At the rink. Again.
I am only speaking of my experience in my area (hence I said in my experience). When I skate on one of the only adult FS sessions in our area, there are a couple much older Bronze skaters who I would describe as closer to test level (I would describe them as very tentative and more like a Prebronze level skater) who seem to be in their own little world and like to set up camp in small areas at a time. I know where they are and based on what they are doing can predict where they are headed but when I get within 5-10 feet of them while going by (setting up a jump, skating a program, etc) these skaters tend to freak out or change direction into my path as if they had no idea I was on the ice until I am approaching their current campgrounds. Competitive pre-pres have a different skill set than adult Bronzes (versus test level pre-pres who are typically much more unpredictable in terms of reaction/ability to trend the traffic than lower level adults). As I said, many of the lower level skaters I've been on sessions with (children and adults alike) seem to be confused by the person spinning and jumping in the other direction and whose patterns for jump practice are completely opposite what they usually see. I make it a point to avoid sessions which I know are dominated by these skaters as much as possible as I don't like spending my time being distracted by where they are. There are the returning skaters or people from other sports who take up skating later in life (gymnasts, dancers, roller skaters) who aren't as tentative as the folks I've described above and who have previous experience either as a skater or in that other activity that give them good spatial awareness and ability to focus inwardly (what am I doing) and outwardly (what are the people around me doing and who's program is that) at the same time.
I really disagree with most of the comments about where certain levels should be.

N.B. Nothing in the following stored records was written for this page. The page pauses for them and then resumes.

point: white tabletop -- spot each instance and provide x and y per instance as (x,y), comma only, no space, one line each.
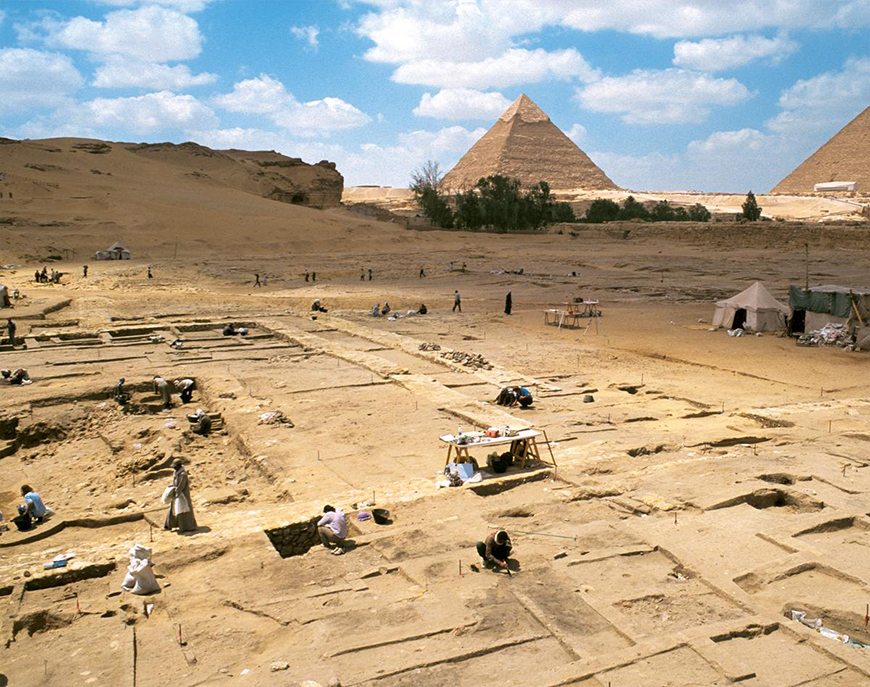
(479,439)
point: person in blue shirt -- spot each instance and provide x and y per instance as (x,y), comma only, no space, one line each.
(332,530)
(33,503)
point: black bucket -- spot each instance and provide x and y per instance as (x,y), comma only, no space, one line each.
(382,516)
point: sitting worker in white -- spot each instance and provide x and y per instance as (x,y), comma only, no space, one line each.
(140,577)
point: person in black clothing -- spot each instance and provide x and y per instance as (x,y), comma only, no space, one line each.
(23,521)
(495,549)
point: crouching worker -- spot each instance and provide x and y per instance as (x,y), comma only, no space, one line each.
(200,422)
(524,397)
(511,395)
(332,530)
(185,389)
(161,389)
(120,396)
(495,550)
(17,376)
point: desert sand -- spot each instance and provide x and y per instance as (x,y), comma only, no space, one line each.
(712,486)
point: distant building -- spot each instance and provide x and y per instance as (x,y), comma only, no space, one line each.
(836,186)
(116,252)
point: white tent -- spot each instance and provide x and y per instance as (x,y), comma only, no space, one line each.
(754,310)
(116,252)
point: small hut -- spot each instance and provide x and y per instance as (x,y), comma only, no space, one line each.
(116,252)
(754,310)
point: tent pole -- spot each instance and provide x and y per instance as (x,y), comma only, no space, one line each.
(807,264)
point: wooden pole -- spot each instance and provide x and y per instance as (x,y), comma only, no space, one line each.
(807,263)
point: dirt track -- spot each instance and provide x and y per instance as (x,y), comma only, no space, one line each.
(713,485)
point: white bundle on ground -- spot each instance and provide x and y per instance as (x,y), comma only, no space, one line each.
(140,577)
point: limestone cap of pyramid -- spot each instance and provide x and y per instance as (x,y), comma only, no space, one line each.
(524,108)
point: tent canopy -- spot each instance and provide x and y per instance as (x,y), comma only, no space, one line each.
(763,313)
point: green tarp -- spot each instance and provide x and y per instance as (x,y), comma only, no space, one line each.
(837,303)
(816,301)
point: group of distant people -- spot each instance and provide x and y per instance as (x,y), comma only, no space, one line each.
(494,550)
(44,277)
(383,311)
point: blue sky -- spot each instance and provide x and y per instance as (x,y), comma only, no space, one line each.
(662,94)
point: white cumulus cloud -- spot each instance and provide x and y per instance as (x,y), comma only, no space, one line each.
(268,97)
(461,103)
(717,54)
(695,18)
(514,66)
(392,165)
(815,105)
(122,72)
(185,6)
(144,114)
(308,34)
(31,79)
(669,96)
(150,34)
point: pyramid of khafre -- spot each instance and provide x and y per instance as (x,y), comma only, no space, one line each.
(526,145)
(846,157)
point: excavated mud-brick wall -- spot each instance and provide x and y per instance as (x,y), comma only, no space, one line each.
(294,539)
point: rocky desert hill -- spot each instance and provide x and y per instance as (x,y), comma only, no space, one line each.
(72,197)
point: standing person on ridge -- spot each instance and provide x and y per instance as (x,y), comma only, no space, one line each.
(180,513)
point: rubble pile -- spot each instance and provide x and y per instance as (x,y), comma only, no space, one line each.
(832,334)
(472,360)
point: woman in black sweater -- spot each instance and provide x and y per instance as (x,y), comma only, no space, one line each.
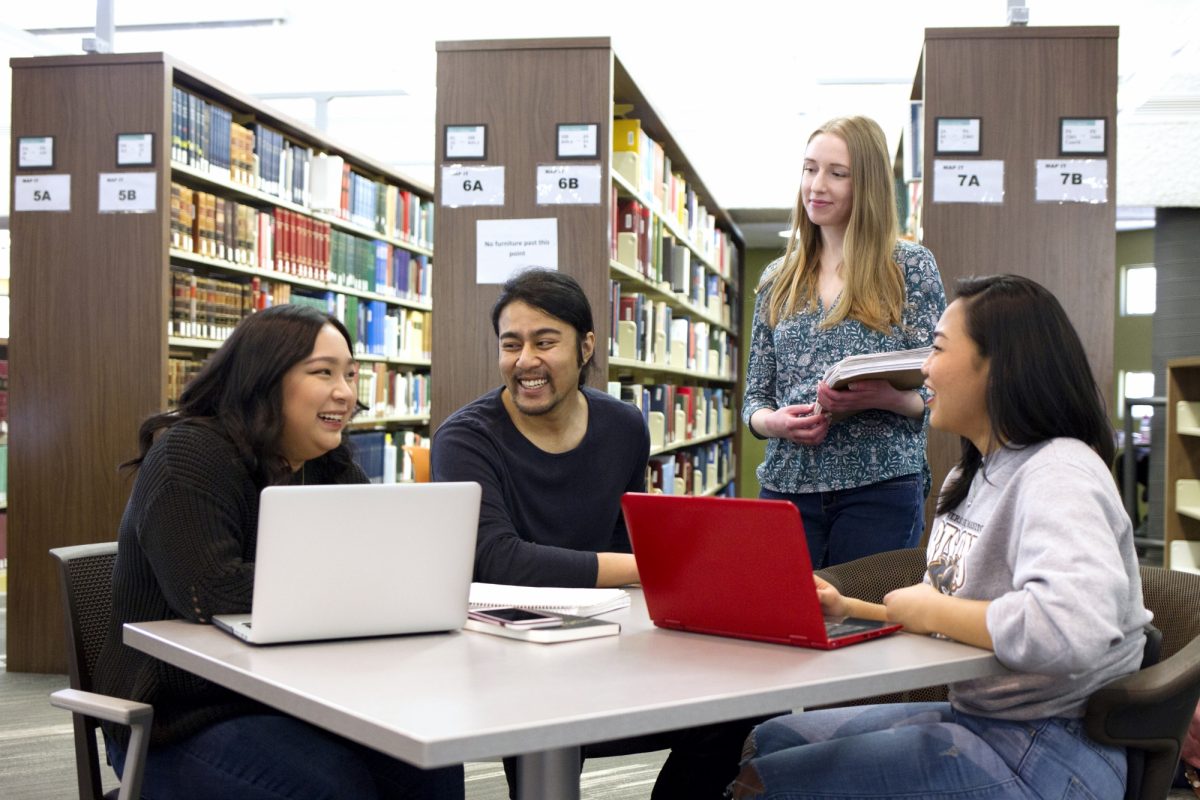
(268,408)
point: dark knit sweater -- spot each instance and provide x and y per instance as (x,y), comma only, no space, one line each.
(186,551)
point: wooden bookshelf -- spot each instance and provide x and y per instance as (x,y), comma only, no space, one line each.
(1182,464)
(93,313)
(521,90)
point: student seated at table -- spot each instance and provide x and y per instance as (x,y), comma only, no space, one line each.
(553,457)
(1031,555)
(268,408)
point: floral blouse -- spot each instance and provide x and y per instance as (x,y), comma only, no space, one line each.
(785,365)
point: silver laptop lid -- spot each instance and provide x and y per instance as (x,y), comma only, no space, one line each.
(347,560)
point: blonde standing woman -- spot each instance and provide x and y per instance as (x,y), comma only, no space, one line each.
(845,286)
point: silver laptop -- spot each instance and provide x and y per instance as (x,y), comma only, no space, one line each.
(340,561)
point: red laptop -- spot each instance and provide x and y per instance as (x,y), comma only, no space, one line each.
(733,567)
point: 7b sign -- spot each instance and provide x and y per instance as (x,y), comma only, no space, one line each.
(1073,180)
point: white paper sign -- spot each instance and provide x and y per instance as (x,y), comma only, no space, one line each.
(1083,136)
(969,181)
(34,151)
(472,186)
(41,193)
(135,149)
(1073,180)
(569,185)
(505,246)
(127,192)
(958,136)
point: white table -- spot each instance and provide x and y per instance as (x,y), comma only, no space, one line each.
(445,698)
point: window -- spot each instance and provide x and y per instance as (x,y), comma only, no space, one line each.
(1137,384)
(1138,289)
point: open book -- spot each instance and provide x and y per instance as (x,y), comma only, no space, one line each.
(580,602)
(573,629)
(901,368)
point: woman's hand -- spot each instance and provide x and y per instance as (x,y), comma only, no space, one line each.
(912,607)
(832,602)
(802,423)
(862,395)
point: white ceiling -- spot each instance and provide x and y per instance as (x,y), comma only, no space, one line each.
(741,85)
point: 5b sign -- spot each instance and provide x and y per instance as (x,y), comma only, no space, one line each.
(127,192)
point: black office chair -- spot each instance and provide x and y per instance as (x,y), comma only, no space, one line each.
(87,579)
(1149,711)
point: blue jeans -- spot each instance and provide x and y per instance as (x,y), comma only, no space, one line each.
(271,756)
(847,524)
(925,750)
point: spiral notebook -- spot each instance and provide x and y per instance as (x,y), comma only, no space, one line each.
(579,602)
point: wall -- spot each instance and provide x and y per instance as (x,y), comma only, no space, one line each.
(1176,324)
(751,451)
(1132,336)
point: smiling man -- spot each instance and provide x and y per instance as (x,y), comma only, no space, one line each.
(552,455)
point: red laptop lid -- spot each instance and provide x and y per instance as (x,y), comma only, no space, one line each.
(726,566)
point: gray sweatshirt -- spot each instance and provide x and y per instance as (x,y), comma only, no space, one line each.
(1044,536)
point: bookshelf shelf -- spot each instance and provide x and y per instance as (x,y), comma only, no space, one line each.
(113,284)
(654,286)
(628,190)
(689,443)
(633,278)
(635,367)
(1182,463)
(270,200)
(187,257)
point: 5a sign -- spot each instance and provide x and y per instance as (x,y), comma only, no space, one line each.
(41,193)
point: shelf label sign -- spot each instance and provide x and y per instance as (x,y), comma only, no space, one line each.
(127,192)
(569,185)
(472,186)
(969,181)
(41,193)
(1072,180)
(507,246)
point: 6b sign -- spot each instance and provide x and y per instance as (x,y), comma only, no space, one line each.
(1073,180)
(568,184)
(127,192)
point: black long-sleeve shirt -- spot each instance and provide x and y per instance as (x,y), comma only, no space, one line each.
(544,516)
(186,551)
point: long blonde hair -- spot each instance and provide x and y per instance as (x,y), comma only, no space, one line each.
(874,292)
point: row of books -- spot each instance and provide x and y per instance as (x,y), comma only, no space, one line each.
(653,332)
(384,208)
(696,470)
(294,244)
(205,137)
(385,391)
(642,244)
(382,456)
(209,308)
(676,414)
(645,164)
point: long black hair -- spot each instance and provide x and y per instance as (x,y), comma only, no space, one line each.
(239,390)
(556,294)
(1039,384)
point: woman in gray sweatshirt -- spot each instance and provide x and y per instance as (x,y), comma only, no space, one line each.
(1031,555)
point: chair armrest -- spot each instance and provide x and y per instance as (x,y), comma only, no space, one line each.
(1149,709)
(102,707)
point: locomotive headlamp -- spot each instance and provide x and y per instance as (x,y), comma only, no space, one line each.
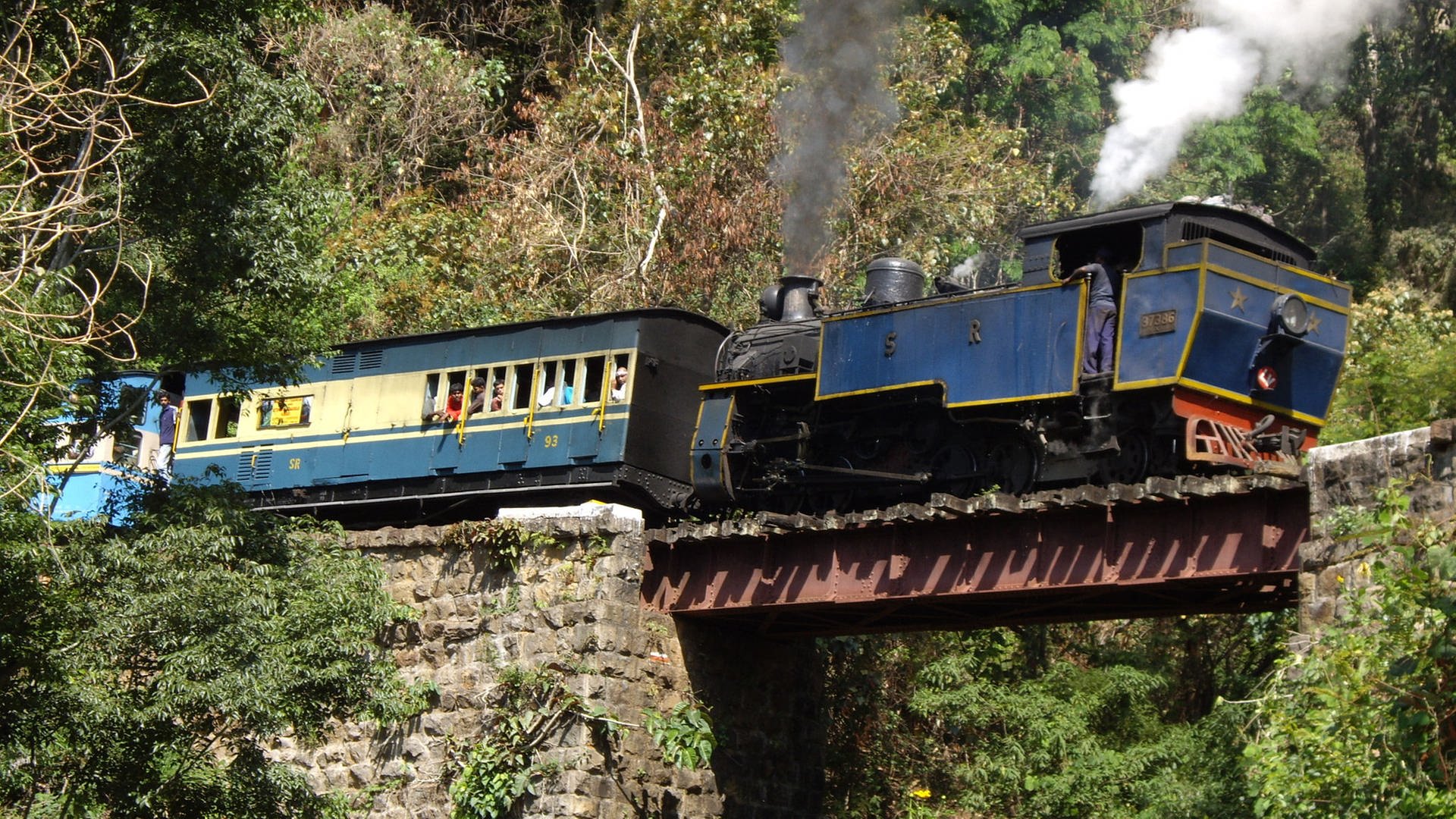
(1266,378)
(1293,314)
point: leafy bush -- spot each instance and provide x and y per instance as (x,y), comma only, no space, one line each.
(1398,372)
(1362,725)
(683,735)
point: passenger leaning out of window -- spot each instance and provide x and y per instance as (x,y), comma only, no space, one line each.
(619,385)
(476,397)
(453,406)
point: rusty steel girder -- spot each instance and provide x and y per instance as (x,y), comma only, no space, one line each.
(1177,547)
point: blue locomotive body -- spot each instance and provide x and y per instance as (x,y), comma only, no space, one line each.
(376,423)
(1228,350)
(102,463)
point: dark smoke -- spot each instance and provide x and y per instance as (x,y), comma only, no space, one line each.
(839,98)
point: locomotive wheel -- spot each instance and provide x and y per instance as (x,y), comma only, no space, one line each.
(952,469)
(1014,464)
(1131,461)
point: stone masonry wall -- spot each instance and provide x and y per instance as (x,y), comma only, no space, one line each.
(576,608)
(1350,475)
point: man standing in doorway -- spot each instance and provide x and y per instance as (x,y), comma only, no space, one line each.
(166,438)
(1097,340)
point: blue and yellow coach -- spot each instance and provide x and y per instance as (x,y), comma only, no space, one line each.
(372,431)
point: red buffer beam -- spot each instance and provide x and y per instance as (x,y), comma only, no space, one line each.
(1191,545)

I'm an adult pre-bronze skater and I skate almost always with the few elite teenagers. It was agreed between me, my coach, and the skating director that I am more of a danger to the higher level kids than I am to the elite teens. I outweigh the kids by about 150pounds. It is not a pretty sight to see me collide with a 9 year old because she is so short that when I look over my shoulder she is in my blind spot. A parent threw a fit because I was on the ice with smaller kids. I am more comfortable being on the ice with people my size. I know when I see one of them flying down the ice I better get to the boards and fast.
I am a CW skater and I am 100% aware at all times that the other skaters probably think I'm about to jump when I'm about to spin. I think the people who see me a lot do a better job of sharing space with me than the skaters who aren't used to me. One of the first things I do when someone I don't recognize shows up is to observe the person's habits before trying to negotiate space simply by way of movement.
The other day I was overjoyed when I heard an instructor tell her child student who was skating backwards around the center circle, to watch where she was going so she wouldn't run into the lady. That was the first time ever that I heard an instructor telling a student to watch behind them. I felt like going after her lesson was over and thanking her, but she left when I wasn't paying attention.